Num cenário de entrevista, Abel referiu ser um expert no que toca a utilizar o Excel., mais tendo referido que falava francês fluente. Xavier, pretendendo “vender o seu peixe”, exagera no seu CV, referindo ter pleno domínio de todas as funcionalidades Microsoft e que tinha um grande espírito de equipa. António concorreu a uma vaga, enviando o seu CV, e referiu possuir carta de condução, sendo que a oferta de emprego expressamente exigia este título.
Abel, no fim de contas, uma vez contratado e já em funções, sabia utilizar o Excel., mas a sua técnica era, ainda assim, algo lacónica, sendo que, na verdade, sabia os essenciais de francês, para um diálogo básico. Não era, assim, o pretendido.
Xavier, por sua vez, já em contexto de trabalho, revelou desconhecer algumas das funcionalidades do Microsoft, de uso muito próprio da empresa-empregadora que o contratou, mais revelou ser uma pessoa individualista, focado em metas pessoais e pouco cordial com os seus colegas. Uma vez mais, não era o pretendido.
António, no seu primeiro dia, revelou que necessitava muito daquele emprego, omitindo o facto de não ter a carta de condução e que podia ainda assim trabalhar remotamente e que, no limite, podia servir-se dos transportes públicos. Não sendo manifestamente o que era esperado.
Todos estes cenários convocam sérias dúvidas sobre:
- Se os candidatos podem, de algum modo, deliberadamente mentir, nos seus CVs ou em entrevistas (?).
- Não podendo mentir, se podem, de algum modo, fazer uso de um arrojado “dolus bonus” (ex: mentira menor e piedosa, exageros naturais, meros embelezamentos da realidade) e até que ponto este passa a um “dolus malus”, isto é, quando ultrapassa a margem do razoável (?).
- Se as empresas-empregadoras podem de algum modo reagir face a estes cenários, designadamente de um modo preventivo e indemnizável (?).
Se alguns casos são evidentes, outros podem revelar um tema verdadeiramente complexo. Desde já recordamos os gestores, técnicos de RH e demais profissionais da área que sempre existe a possibilidade de (I) solicitar documentos, (ii) a realização de provas, entre outros. Mais ainda, (iii) sempre existiria um espaço próprio de validação das partes na relação laboral: o período experimental, que pode assentar em motivos objetivos ou subjetivos (desde que não abusivos ou discriminatórios).

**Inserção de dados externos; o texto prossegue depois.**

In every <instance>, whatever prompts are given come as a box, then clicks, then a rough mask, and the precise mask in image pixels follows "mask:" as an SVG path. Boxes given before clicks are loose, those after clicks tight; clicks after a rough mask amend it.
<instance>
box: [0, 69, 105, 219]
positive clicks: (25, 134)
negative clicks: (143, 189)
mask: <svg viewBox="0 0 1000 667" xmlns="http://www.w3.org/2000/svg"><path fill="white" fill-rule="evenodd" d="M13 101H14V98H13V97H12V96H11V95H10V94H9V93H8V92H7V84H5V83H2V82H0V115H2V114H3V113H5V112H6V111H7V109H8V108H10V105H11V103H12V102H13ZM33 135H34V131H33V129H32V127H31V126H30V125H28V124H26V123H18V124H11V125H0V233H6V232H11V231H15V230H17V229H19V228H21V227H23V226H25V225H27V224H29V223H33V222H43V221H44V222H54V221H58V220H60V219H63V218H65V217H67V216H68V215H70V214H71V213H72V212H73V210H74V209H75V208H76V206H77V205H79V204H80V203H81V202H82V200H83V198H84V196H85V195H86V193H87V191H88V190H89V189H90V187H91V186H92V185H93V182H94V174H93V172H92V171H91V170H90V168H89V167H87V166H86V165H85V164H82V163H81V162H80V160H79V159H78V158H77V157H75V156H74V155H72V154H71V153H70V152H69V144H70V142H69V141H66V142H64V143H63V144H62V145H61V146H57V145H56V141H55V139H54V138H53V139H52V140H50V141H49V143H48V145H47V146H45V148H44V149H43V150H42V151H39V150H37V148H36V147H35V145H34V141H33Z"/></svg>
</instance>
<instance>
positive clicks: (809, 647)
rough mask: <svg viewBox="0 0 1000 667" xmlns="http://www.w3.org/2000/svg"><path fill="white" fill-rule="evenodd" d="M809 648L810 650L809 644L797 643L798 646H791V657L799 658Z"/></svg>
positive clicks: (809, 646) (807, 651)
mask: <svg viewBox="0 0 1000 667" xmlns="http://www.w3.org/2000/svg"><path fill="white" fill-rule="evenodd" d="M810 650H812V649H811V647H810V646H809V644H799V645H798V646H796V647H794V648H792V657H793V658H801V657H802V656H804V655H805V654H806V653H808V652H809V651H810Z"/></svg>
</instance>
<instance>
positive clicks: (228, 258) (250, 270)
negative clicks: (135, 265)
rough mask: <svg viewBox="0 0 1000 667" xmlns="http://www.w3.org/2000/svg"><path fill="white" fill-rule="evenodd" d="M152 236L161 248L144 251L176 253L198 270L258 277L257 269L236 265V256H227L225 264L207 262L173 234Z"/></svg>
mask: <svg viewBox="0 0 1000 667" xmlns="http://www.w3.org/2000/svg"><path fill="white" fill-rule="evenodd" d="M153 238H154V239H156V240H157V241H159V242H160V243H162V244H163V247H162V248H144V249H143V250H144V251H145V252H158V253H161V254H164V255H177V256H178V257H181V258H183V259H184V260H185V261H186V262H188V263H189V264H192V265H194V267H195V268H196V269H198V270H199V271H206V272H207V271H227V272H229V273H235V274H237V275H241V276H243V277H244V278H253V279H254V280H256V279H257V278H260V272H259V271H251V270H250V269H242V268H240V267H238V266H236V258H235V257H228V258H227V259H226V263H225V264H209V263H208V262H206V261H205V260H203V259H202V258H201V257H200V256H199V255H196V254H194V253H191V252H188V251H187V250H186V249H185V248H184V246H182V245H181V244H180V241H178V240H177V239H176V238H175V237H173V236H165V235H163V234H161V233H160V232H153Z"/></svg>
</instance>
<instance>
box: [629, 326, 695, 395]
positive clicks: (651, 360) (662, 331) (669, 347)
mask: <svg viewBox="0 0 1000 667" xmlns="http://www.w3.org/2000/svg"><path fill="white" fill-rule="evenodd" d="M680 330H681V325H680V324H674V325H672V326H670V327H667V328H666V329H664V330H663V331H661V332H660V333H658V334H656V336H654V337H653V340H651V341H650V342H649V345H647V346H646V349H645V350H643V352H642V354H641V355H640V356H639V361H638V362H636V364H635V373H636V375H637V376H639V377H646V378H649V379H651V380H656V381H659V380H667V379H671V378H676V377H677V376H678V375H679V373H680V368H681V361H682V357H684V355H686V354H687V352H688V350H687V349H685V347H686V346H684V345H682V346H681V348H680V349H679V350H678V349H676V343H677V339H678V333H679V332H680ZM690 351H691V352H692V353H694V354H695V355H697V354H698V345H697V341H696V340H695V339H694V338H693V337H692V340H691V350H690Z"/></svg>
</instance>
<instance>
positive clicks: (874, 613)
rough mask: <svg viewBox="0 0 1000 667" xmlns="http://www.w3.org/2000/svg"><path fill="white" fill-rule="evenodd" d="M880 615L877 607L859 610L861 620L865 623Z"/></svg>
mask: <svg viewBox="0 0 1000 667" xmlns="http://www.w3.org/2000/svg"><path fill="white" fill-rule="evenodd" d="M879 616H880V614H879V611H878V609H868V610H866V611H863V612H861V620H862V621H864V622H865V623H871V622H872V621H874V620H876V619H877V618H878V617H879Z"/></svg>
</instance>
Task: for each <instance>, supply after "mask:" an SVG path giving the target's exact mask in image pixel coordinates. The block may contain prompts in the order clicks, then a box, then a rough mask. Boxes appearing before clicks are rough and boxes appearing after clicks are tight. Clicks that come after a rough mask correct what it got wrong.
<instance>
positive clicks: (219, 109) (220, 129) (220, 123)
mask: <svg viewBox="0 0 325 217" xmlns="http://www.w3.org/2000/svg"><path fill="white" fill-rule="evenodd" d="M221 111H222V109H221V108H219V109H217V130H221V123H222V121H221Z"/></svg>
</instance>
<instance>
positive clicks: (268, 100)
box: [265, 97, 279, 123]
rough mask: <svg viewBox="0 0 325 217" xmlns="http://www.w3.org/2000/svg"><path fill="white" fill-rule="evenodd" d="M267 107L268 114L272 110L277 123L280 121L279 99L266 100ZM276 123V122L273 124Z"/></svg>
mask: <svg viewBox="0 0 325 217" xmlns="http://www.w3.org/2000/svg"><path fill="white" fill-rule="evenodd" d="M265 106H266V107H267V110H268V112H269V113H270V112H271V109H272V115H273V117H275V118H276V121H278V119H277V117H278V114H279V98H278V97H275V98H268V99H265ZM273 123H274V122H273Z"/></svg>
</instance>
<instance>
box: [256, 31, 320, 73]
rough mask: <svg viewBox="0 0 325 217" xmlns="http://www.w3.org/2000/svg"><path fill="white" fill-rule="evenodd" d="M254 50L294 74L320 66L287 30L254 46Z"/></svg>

Repare-se que, por vezes, a urgência da contratação não permite um recrutamento devidamente estruturado. Noutros casos, pode suceder que o profissional seja, à partida o perfil “TaylorMade” e exija que o período experimental seja reduzido ou excluído, para trabalhar na nova empresa-empregadora. De todo o modo, cabe analisar se o contrato de trabalho está bem redigido, estabelecendo as condições mínimas e essenciais e os termos em que a relação laboral é possível. De resto, não se vê prejudicada a possibilidade de se discutir a eventual responsabilidade (pré-)contratual.
Será um tema a acompanhar. Estaremos atentos.